On dit que le secret de la peinture sur verre est perdu ; il faudroit dire seulement que cette sorte de peinture, pour des ouvrages de grande proportion, est entiérement abandonné, & l’on pourroit ajouter qu’il l’est probablement pour toujours. Mais les vitreaux du cloître des Feuillans n’ont été finis qu’en 1709, ceux du petit cloître des Carmes-Déchaussés qu’en 1738 : si le secret suivant lequel ces morceaux ont été exécutés étoit perdu, la perte seroit bien récente. Mais cette perte est imaginaire. Le secret qu’on regrette se retrouveroit aisément chez les Anglais ; s’il n’étoit pas resté à Paris dans une famille consacrée depuis plusieurs siècles à la pratique de cet art. C’est dans l’ouvrage d’un membre de cette famille, que nous allons puiser tout ce qui composera cet article. Les bornes dans lesquelles nous devons nous renfermer, ne nous permettront pas de faire connoître tout ce qu’il renferme d’utile ; & nous conseillons aux artistes qui se consacrent à la peinture en émail ou en porcelaine, de consulter l’ouvrage même de Pierre le Vieil. En décrivant dans le plus grand détail, tous les matériaux & toutes les opérations de la peinture sur verre, il a bien mérité de tous les artistes qui employent des substances métalliques colorées & vitrifiables.

COULEURS
propres à teindre des masses de verre.

Bleu céleste ou aigue-marine.
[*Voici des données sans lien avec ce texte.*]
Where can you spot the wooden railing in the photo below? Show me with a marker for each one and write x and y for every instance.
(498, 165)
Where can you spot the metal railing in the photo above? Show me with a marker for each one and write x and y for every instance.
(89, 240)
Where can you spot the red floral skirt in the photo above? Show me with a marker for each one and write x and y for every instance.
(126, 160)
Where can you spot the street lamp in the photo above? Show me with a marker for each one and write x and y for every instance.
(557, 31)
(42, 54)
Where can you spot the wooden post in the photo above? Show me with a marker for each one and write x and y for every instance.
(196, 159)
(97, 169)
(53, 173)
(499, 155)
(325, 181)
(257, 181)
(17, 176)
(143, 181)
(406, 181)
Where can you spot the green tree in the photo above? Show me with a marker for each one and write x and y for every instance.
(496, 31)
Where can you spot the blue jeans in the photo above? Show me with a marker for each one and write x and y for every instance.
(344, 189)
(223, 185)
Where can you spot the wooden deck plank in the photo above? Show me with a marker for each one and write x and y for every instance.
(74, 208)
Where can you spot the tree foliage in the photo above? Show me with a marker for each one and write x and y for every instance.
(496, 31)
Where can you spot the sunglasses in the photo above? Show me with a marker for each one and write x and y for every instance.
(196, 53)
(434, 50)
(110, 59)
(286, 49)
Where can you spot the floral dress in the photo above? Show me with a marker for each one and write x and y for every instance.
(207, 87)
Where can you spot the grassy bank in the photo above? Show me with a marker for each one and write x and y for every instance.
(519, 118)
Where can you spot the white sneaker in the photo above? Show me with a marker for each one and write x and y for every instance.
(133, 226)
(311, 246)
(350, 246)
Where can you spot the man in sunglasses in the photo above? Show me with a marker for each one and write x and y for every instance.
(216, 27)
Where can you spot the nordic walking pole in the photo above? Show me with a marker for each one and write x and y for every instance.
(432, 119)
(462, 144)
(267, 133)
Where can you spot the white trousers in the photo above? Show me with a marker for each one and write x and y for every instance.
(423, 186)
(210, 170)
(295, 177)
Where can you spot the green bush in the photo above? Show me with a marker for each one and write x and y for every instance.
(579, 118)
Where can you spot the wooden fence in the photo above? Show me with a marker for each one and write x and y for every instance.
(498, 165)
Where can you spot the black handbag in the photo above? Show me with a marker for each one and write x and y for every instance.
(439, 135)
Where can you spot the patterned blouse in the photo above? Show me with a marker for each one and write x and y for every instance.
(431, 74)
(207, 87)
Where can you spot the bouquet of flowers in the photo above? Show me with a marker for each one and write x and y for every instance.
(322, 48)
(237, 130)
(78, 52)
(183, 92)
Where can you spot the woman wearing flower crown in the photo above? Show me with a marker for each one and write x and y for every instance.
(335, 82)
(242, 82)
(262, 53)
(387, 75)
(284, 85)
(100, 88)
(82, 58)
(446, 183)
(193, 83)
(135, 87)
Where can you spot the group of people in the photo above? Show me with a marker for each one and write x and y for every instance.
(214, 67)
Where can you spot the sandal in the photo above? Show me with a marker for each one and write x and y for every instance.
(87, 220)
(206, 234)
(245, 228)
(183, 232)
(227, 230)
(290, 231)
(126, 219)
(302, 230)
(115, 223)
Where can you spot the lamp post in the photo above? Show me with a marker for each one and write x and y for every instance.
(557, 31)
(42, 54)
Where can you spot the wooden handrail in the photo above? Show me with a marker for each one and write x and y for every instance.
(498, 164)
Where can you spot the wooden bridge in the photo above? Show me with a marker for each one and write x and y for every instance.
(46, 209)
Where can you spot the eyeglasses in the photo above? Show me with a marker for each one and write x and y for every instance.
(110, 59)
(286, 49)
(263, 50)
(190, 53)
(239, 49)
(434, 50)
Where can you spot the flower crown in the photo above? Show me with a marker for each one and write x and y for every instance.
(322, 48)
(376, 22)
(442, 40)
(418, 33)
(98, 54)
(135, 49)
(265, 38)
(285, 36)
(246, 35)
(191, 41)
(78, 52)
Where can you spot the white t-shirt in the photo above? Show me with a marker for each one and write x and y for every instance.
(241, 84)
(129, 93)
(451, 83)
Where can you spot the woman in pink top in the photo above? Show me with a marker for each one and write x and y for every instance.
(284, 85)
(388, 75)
Sur soixante liv. de fritte, ([1]) mêlez peu-à-peu & à différentes reprises, une livre & demie d’écailles de cuivre préparées, auxquelles vous aurez ajouté quatre onces de safre préparé, le tout en poudre très-fine. Remuez souvent. La couleur sera d’autant plus belle, que la fritte sera d’un crystal mieux purifié.

Bleu plus foncé, ou couleur de saphir. Sur

  1. (1) Les matières qui composent le verre se nomment fritte, après avoir été calcinêes & avant d’être mises en fusion.